Saltaré sobre el fuego
Wisława Szymborska
Lunes 16 de mayo de 2016
Por Juan Marqués.
La vida es un lugar bastante raro en el que de vez en cuando, con una frecuencia razonable, suceden cosas significativas. Hay personas que nacen con una habilidad especial para detectar esas situaciones, generalmente cotidianas, y extraer de ellas el símbolo preciso, la lectura más o menos universal y trascendente, las famosas correspondencias. Y entre esas hay algunas pocas con el talento (o el afán) suficiente como para encontrar en el acto (o para buscar laboriosamente, con mayor o menor éxito) las palabras que con exactitud puedan dar cuenta de esas revelaciones, que fueron grandiosas en la poesía antigua o la romántica, pero han crecido hasta lo pequeño, lo aparentemente modesto, lo sutil, en la mejor estirpe de la poesía moderna y contemporánea.
Para ser poeta no es completamente necesario ser muy inteligente, ni escribir técnicamente bien, ni desde luego ser llamativamente culto, ni siquiera ser especialmente sensible. Lo que más cuenta e importa tiene que ver con una actitud ante la vida y ante la realidad no tanto vigilante como despierta, curiosa, que suele enriquecerse visiblemente cuando además es alegre y positiva, incluso al enfrentarse a las zonas de sombra. Wisława Szymborska fue un ejemplo magnífico de esto último, lo cual, añadido en su caso a su extraordinaria inteligencia y a su admirable sensibilidad, a su magisterio al escribir, a su abrumadora cultura y a su ejemplar vitalidad, dio como resultado una obra poética sobresaliente de la cual encontrará aquí el lector una pequeña muestra panorámica.
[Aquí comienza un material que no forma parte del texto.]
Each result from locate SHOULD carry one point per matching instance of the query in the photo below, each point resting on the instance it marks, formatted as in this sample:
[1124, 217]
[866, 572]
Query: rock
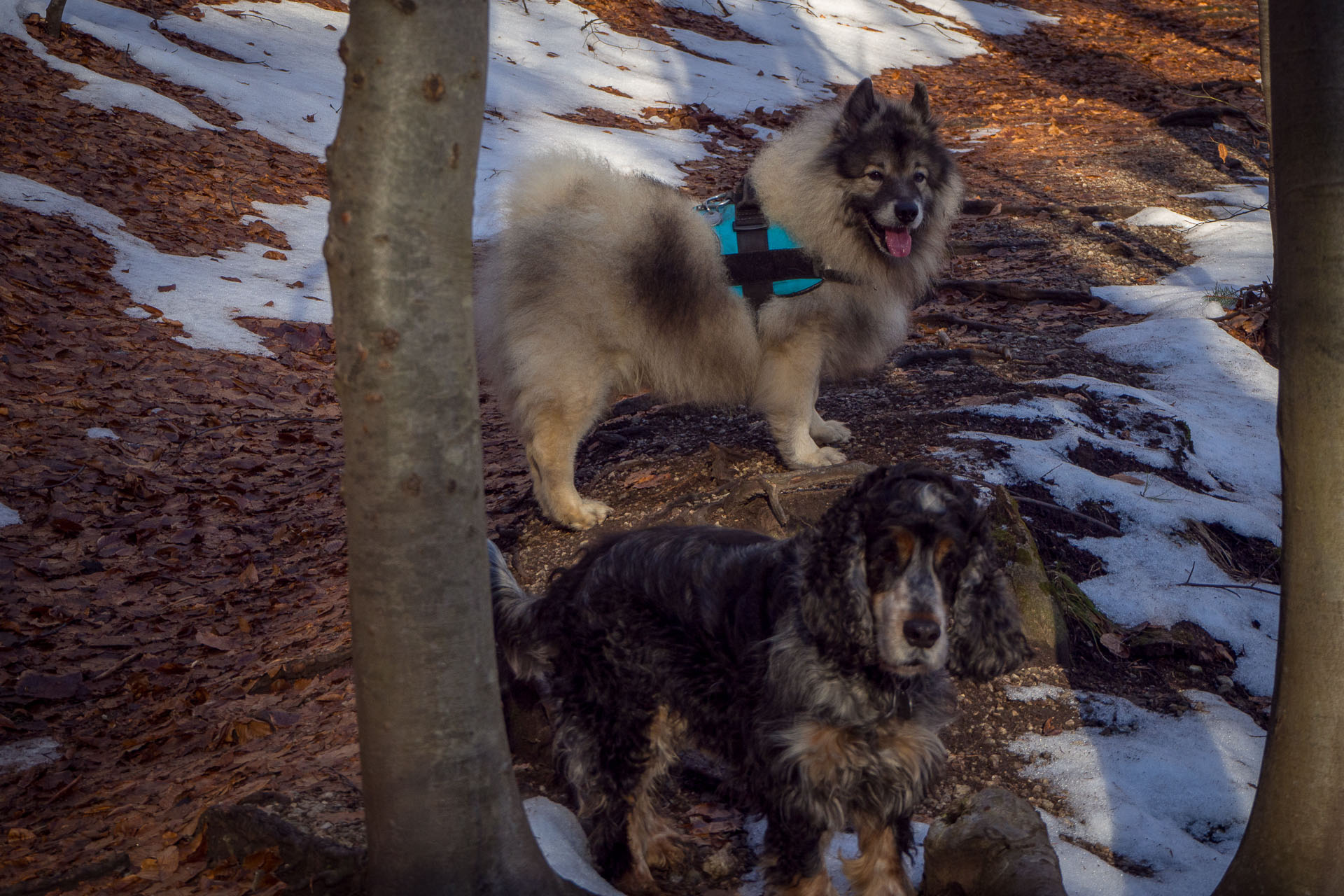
[1042, 618]
[991, 844]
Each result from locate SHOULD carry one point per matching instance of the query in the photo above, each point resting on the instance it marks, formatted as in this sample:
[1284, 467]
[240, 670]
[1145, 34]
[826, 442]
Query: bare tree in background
[1294, 843]
[441, 805]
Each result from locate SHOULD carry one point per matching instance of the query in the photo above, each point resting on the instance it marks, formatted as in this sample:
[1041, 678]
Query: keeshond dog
[605, 284]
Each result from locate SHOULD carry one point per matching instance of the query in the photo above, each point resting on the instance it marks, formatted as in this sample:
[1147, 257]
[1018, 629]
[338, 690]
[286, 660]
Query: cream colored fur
[606, 284]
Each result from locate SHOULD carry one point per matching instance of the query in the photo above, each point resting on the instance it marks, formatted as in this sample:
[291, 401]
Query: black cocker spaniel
[815, 666]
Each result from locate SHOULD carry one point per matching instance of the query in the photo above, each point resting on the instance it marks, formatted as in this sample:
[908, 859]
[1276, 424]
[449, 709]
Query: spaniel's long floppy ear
[986, 634]
[835, 580]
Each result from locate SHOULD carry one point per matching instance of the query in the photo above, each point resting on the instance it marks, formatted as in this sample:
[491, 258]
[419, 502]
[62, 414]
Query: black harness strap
[757, 267]
[752, 230]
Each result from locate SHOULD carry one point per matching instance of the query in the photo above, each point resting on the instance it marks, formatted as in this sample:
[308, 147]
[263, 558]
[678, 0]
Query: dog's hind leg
[654, 843]
[878, 869]
[793, 849]
[552, 431]
[615, 758]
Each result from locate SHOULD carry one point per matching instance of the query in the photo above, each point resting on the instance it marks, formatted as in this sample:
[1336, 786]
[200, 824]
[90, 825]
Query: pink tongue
[898, 242]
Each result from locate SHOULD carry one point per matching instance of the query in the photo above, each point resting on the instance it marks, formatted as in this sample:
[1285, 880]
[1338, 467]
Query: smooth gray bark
[55, 8]
[1292, 844]
[441, 805]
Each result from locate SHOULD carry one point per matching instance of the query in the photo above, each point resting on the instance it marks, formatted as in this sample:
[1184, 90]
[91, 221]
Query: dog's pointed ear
[920, 101]
[859, 108]
[986, 634]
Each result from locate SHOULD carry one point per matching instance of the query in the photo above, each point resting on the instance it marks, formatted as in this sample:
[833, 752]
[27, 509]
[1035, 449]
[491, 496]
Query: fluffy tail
[517, 630]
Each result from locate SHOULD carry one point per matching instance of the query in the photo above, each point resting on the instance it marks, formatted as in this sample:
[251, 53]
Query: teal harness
[762, 258]
[777, 238]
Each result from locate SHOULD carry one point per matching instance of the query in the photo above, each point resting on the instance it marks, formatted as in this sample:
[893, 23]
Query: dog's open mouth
[894, 241]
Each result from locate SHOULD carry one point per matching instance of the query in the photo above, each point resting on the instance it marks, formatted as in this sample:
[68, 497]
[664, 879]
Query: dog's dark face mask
[892, 164]
[909, 583]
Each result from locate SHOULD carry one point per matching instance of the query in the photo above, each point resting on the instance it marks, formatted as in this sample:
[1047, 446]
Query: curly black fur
[815, 666]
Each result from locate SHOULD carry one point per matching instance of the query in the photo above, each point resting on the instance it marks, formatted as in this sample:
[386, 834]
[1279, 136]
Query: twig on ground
[39, 488]
[1187, 583]
[121, 664]
[952, 320]
[1019, 292]
[108, 867]
[255, 419]
[1022, 498]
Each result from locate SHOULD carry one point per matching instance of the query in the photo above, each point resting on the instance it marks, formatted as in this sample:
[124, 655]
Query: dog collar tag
[905, 708]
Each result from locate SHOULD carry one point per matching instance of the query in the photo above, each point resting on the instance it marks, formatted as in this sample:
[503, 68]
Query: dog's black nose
[921, 633]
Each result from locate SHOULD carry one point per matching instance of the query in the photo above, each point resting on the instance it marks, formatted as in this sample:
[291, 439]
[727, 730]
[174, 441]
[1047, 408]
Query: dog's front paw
[818, 457]
[587, 514]
[828, 431]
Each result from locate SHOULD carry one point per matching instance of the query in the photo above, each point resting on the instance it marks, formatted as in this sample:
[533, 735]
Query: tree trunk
[1272, 324]
[1292, 844]
[55, 8]
[441, 805]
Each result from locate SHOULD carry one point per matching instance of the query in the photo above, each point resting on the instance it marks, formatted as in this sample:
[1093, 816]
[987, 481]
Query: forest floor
[174, 630]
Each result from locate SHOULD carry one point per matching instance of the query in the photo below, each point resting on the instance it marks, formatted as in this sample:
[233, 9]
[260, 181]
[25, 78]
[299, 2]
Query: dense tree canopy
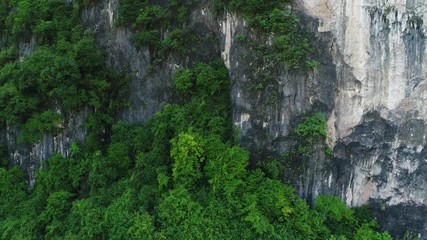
[178, 176]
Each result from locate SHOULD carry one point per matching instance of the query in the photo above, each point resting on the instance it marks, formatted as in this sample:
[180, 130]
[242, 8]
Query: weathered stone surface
[371, 84]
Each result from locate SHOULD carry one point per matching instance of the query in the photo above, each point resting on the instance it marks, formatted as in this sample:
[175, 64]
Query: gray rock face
[378, 122]
[371, 84]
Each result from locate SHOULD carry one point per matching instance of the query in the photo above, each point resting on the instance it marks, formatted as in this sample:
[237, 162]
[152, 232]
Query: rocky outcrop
[371, 84]
[378, 121]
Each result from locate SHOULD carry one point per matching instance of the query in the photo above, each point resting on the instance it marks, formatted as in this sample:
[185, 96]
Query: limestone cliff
[370, 83]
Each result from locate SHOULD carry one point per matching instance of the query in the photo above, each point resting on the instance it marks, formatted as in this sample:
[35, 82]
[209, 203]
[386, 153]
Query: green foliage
[312, 128]
[290, 43]
[187, 152]
[176, 177]
[161, 26]
[64, 73]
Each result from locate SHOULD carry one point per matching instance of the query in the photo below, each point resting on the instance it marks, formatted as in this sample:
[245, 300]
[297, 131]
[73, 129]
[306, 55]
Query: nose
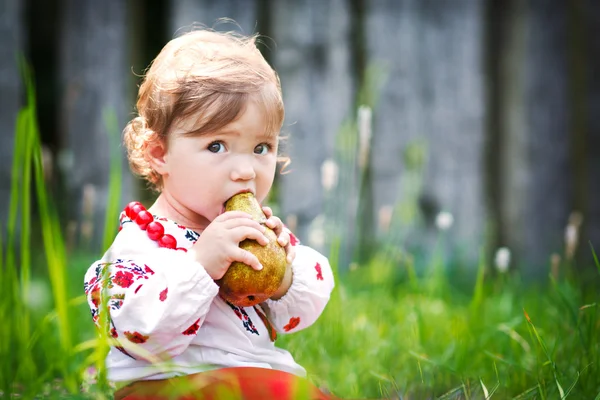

Szymborska es, junto a Miłosz, Herbert y Zagajewski, vértice imprescindible de un excepcional grupo de poetas que hizo que los contornos de Polonia destaquen en el mapa de la poesía del siglo xx. Un país que tanto sufrió durante la pasada centuria tuvo por lo menos a quienes lo contasen bien, y, cuando hace tres años la Universidad de Zaragoza publicó una antología de poetas polacos nacidos entre 1960 y 1980 (estupendamente organizados y traducidos por Abel Murcia, Gerardo Beltrán y Xavier Farré), se pudo comprobar cómo entre los penúltimos escritores de allá hay una línea nítidamente «szymborskiana», muy perceptible en el humor amable de Eugeniusz Tkaczyszyn-Dycki («un amigo es alguien que después de años / de no verlo llega a tu casa / con un paquete de cinco o seis / libros»); en la actitud apacible de quien ha sabido encontrar su sitio definitivo, como Marzena Broda («Antes pensaba / que el portátil, el coche y otras minucias que llenan / la vida eran indispensables para este edificio. / Ahora solo ocupo el lugar necesario»); algunas declaraciones de amor, como la de Artur Grabowski («empujas el horizonte ante mí») o, en su versión insatisfecha, Dariusz Sośnicki en su «Poema en contra del dinero» («Esto que sucede aquí / y que todavía no logro controlar / (un grifo que gotea, un perro idiota bajo la ventana) / es por culpa del dinero. // No alcanzó para que pudiera / ir a verte»); o algunas lúcidas formas de expresar la tentación de la propia inexistencia, como la de Adam Wiedemann («Me atormenta la perfección del asiento totalmente vacío / que había aquí antes de que yo subiera») o la de Jolanta Stefko (que cuenta que «Soñé que yo no existía / y me sentí bien así»). En todas las citas se puede apreciar ese tono bienhumorado y perspicaz del que Szymborska fue portavoz inolvidable, por ser alguien que no perdió la sonrisa sabia ni la bondad de fondo incluso al escribir sobre el dolor o sobre la Historia, y en cuyos versos, amablemente irónicos, suavemente heridos, a menudo se adivina una reconfortante malicia cómplice de eterna niña traviesa.
Así, en los poemas que siguen Wisława Szymborska reflexiona, por ejemplo, sobre «El odio» o el desamor, menciona la guerra y el hambre, habla de la mala conciencia y el rencor. Pero como bien saben sus lectores veteranos, y como descubrirán los que se añadan ahora, «en consideración a los niños /que seguimos siendo, / los cuentos de hadas terminan bien».